Le poème du dimanche : ‘‘Le train’’ de Midani Ben Salah

Midani Ben Salah est une voix à part dans la poésie tunisienne contemporaine. Auteur d’une douzaine de recueils, sa poésie est politique, sociale et critique de tous les pouvoirs.

Né en 1929 dans la palmeraie de Nefta, Midani Ben Salah a poursuivi ses études à la mosquée Zitouna, à Tunis, et à l’Université de Bagdad.

Enseignant d’histoire, marqué par le nationalisme arabe, il a milité dans différentes organisations nationales et fut, de 1991 à 2005, président de l’Union des écrivains tunisiens.

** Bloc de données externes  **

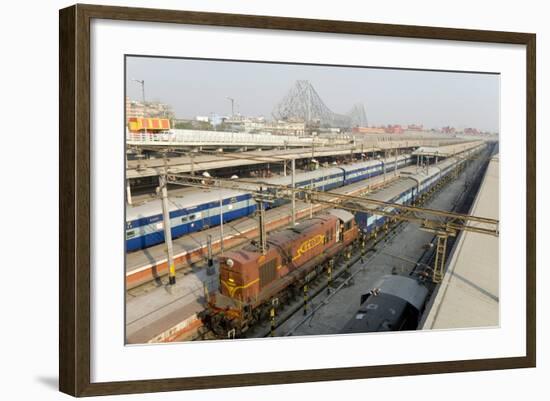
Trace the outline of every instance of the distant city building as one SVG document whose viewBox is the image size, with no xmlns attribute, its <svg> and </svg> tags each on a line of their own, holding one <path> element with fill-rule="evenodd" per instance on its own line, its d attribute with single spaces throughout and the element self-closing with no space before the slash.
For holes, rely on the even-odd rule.
<svg viewBox="0 0 550 401">
<path fill-rule="evenodd" d="M 454 127 L 447 126 L 441 128 L 441 132 L 443 132 L 444 134 L 454 134 L 456 132 L 456 129 Z"/>
<path fill-rule="evenodd" d="M 386 131 L 384 127 L 353 127 L 351 132 L 353 134 L 384 134 Z"/>
<path fill-rule="evenodd" d="M 126 118 L 167 118 L 174 119 L 172 106 L 161 102 L 143 102 L 130 100 L 126 96 Z"/>
<path fill-rule="evenodd" d="M 353 134 L 402 134 L 405 130 L 399 124 L 380 127 L 353 127 Z"/>
<path fill-rule="evenodd" d="M 407 125 L 408 131 L 423 131 L 424 126 L 422 124 L 409 124 Z"/>
</svg>

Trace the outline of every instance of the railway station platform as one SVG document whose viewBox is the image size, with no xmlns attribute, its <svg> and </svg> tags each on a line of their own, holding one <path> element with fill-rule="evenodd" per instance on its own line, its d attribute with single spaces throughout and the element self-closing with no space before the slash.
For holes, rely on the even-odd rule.
<svg viewBox="0 0 550 401">
<path fill-rule="evenodd" d="M 338 188 L 335 192 L 358 195 L 366 191 L 384 191 L 389 184 L 400 178 L 401 172 L 413 173 L 416 166 L 398 169 L 368 180 Z M 313 213 L 326 206 L 315 205 Z M 296 202 L 297 220 L 309 217 L 311 206 L 305 202 Z M 284 205 L 266 212 L 267 227 L 274 230 L 287 225 L 290 220 L 290 205 Z M 258 223 L 253 218 L 243 218 L 236 222 L 224 224 L 224 249 L 242 244 L 257 236 Z M 187 261 L 204 261 L 206 257 L 206 239 L 212 235 L 213 251 L 219 252 L 220 229 L 186 235 L 174 240 L 176 264 Z M 126 342 L 141 344 L 147 342 L 169 342 L 182 340 L 193 333 L 201 322 L 196 314 L 203 309 L 204 289 L 216 290 L 217 274 L 208 275 L 201 263 L 177 271 L 176 284 L 165 286 L 160 281 L 152 281 L 146 286 L 138 287 L 142 274 L 145 282 L 151 281 L 153 275 L 167 273 L 165 247 L 163 244 L 127 255 L 127 293 L 126 293 Z M 141 277 L 141 280 L 143 280 Z"/>
<path fill-rule="evenodd" d="M 494 156 L 471 214 L 499 218 L 499 161 Z M 429 309 L 428 309 L 429 308 Z M 499 324 L 499 239 L 464 232 L 432 297 L 422 329 L 488 327 Z"/>
<path fill-rule="evenodd" d="M 419 146 L 427 146 L 426 149 L 442 149 L 441 156 L 450 151 L 459 151 L 459 148 L 448 148 L 453 144 L 469 144 L 465 140 L 456 138 L 384 138 L 374 140 L 373 138 L 358 141 L 355 144 L 308 144 L 307 148 L 298 149 L 271 149 L 251 150 L 246 152 L 229 152 L 215 155 L 193 154 L 171 157 L 166 161 L 160 159 L 129 160 L 126 169 L 127 179 L 158 176 L 168 168 L 172 174 L 190 173 L 191 171 L 215 170 L 219 168 L 238 167 L 245 165 L 256 165 L 265 163 L 282 163 L 285 160 L 315 158 L 325 156 L 345 156 L 350 154 L 361 154 L 370 152 L 383 152 L 391 149 L 407 149 Z M 479 142 L 478 142 L 479 144 Z M 421 148 L 422 149 L 422 148 Z"/>
<path fill-rule="evenodd" d="M 403 171 L 414 172 L 415 166 L 398 169 L 397 172 L 388 172 L 386 176 L 379 175 L 368 180 L 356 182 L 345 187 L 334 189 L 333 192 L 357 195 L 368 190 L 374 190 L 397 179 Z M 327 206 L 313 205 L 296 201 L 296 219 L 306 218 L 310 213 L 317 213 Z M 266 230 L 272 231 L 291 221 L 291 205 L 283 205 L 266 212 Z M 207 230 L 187 234 L 173 240 L 174 263 L 177 269 L 190 268 L 197 262 L 204 261 L 207 257 L 208 236 L 212 238 L 212 252 L 221 251 L 220 226 Z M 223 225 L 223 248 L 229 249 L 245 243 L 258 236 L 257 219 L 243 217 Z M 155 245 L 143 250 L 128 253 L 126 255 L 126 288 L 134 288 L 145 282 L 152 281 L 168 273 L 166 258 L 166 246 Z"/>
</svg>

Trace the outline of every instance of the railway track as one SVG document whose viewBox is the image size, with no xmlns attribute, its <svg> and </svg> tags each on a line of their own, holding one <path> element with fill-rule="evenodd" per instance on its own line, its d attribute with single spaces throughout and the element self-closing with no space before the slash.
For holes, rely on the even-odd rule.
<svg viewBox="0 0 550 401">
<path fill-rule="evenodd" d="M 462 174 L 465 174 L 470 169 L 465 169 Z M 483 173 L 483 169 L 475 168 L 476 176 L 479 177 Z M 461 176 L 462 176 L 461 174 Z M 436 191 L 430 194 L 429 197 L 424 199 L 424 203 L 433 199 L 434 195 L 441 191 L 441 189 L 447 187 L 448 181 L 441 185 Z M 468 193 L 463 192 L 455 200 L 451 210 L 463 209 L 464 203 L 467 203 L 468 194 L 475 192 L 474 188 L 469 188 Z M 349 260 L 339 258 L 337 263 L 334 266 L 332 273 L 332 279 L 329 282 L 329 279 L 326 274 L 317 275 L 314 280 L 308 283 L 308 305 L 306 308 L 304 306 L 306 303 L 301 299 L 294 299 L 286 304 L 277 305 L 275 308 L 275 316 L 272 319 L 263 320 L 260 323 L 256 324 L 254 327 L 247 330 L 244 337 L 245 338 L 262 338 L 269 337 L 274 335 L 279 336 L 290 336 L 293 335 L 295 330 L 306 323 L 309 319 L 312 319 L 315 316 L 315 313 L 321 309 L 324 305 L 328 304 L 333 296 L 337 294 L 342 289 L 353 285 L 354 277 L 356 274 L 360 273 L 365 269 L 369 264 L 369 261 L 377 256 L 379 253 L 383 253 L 383 243 L 391 241 L 399 232 L 403 230 L 405 226 L 409 223 L 404 221 L 394 222 L 392 225 L 388 226 L 386 232 L 383 232 L 378 238 L 368 241 L 364 248 L 355 246 L 353 248 L 352 256 Z M 436 239 L 436 236 L 431 237 L 431 241 L 428 243 L 433 243 Z M 454 242 L 454 241 L 453 241 Z M 448 252 L 451 252 L 452 243 L 447 248 Z M 427 271 L 431 269 L 430 264 L 433 261 L 435 254 L 435 247 L 427 247 L 427 249 L 420 255 L 420 257 L 414 260 L 407 260 L 414 267 L 407 270 L 408 274 L 418 274 L 421 277 L 427 277 Z M 394 256 L 394 255 L 388 255 Z M 432 286 L 434 287 L 434 286 Z M 432 288 L 433 289 L 433 288 Z M 323 294 L 326 294 L 323 296 Z M 296 317 L 300 313 L 303 313 L 303 318 L 299 320 L 297 324 L 292 326 L 290 329 L 281 329 L 291 318 Z M 219 339 L 210 332 L 205 331 L 201 333 L 200 339 Z"/>
</svg>

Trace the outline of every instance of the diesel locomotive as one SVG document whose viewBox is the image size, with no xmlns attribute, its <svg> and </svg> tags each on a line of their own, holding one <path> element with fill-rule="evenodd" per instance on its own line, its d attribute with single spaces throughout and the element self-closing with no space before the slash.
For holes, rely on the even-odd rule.
<svg viewBox="0 0 550 401">
<path fill-rule="evenodd" d="M 216 335 L 242 336 L 264 319 L 272 300 L 284 303 L 321 273 L 331 259 L 359 238 L 353 214 L 330 209 L 298 225 L 273 233 L 262 253 L 251 244 L 219 258 L 219 290 L 209 294 L 200 314 Z"/>
</svg>

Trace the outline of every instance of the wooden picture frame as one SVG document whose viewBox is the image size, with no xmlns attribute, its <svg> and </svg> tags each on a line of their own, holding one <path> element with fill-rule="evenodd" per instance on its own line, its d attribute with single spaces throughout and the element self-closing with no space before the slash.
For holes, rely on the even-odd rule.
<svg viewBox="0 0 550 401">
<path fill-rule="evenodd" d="M 526 356 L 92 383 L 90 380 L 90 21 L 94 18 L 526 46 Z M 59 27 L 59 388 L 62 392 L 73 396 L 93 396 L 535 366 L 536 37 L 534 34 L 95 5 L 75 5 L 60 10 Z"/>
</svg>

Poète engagé, on lui doit une douzaine de recueils, écrits en vers libre, dans des formes brèves, accordant une grande place au rythme et à la musicalité.

Décédé en 2006, Midani Ben Salah a laissé une œuvre poétique toute en transparence et lyrisme idéologique.

Il a publié en arabe : Qortu Ommi (La boucle d’oreille de ma mère), 1969 ; Allaylu wa tariq (La nuit et le chemin), 1974; Min mudhakkarat khammas (Journal d’un métayer), 1977; Al-Wiham (La malacie).

Tahar Bekri

Notre train fiévreux roule au galop
Dévoré par l’incendie
Nous a égarés en flammes
Et a perdu la route
Il nous emporte du monde des fantômes et des ruines
Vers le monde du mirage
Et nous derrière la vitre
Nous guettons l’espace

Et une étoile polaire
Voilée par l’éclipse dans le ciel
Elle a dégringolé froide
Morte noire
Dans un fossé aveugle
Notre train évadé roule
Avec notre longue nuit
Sans guide
Sa voix celle d’un corbeau de mauvais augure
Son klaxon pleurs et gémissements
Et nous derrière la vitre
Nous tissons les visions
Nous rabâchons crédules
Un mythe stupide 
Ensorceleur, de son verre s’est désaltéré
L’homme de ce monde, atteint
D’épidémie
Nous dessinons les illusions
D’une rive pour jeter l’ancre à ses rivages
Qu’emplirait de paix
Le printemps la couvrant de fleurs
De désirs de tendresse et de chants
L’amour un arc-en-ciel
L’asperge de sa lumière

Ses couleurs ceinture pour l’étreinte
Et nous derrière la vitre
Des dépouilles momifiées par le temps
Muettes comme des statues
Nous psalmodions les illusions
Peignons les rêves
Qui disparaissent pâles morts
Enrobés par le brouillard et l’obscurité.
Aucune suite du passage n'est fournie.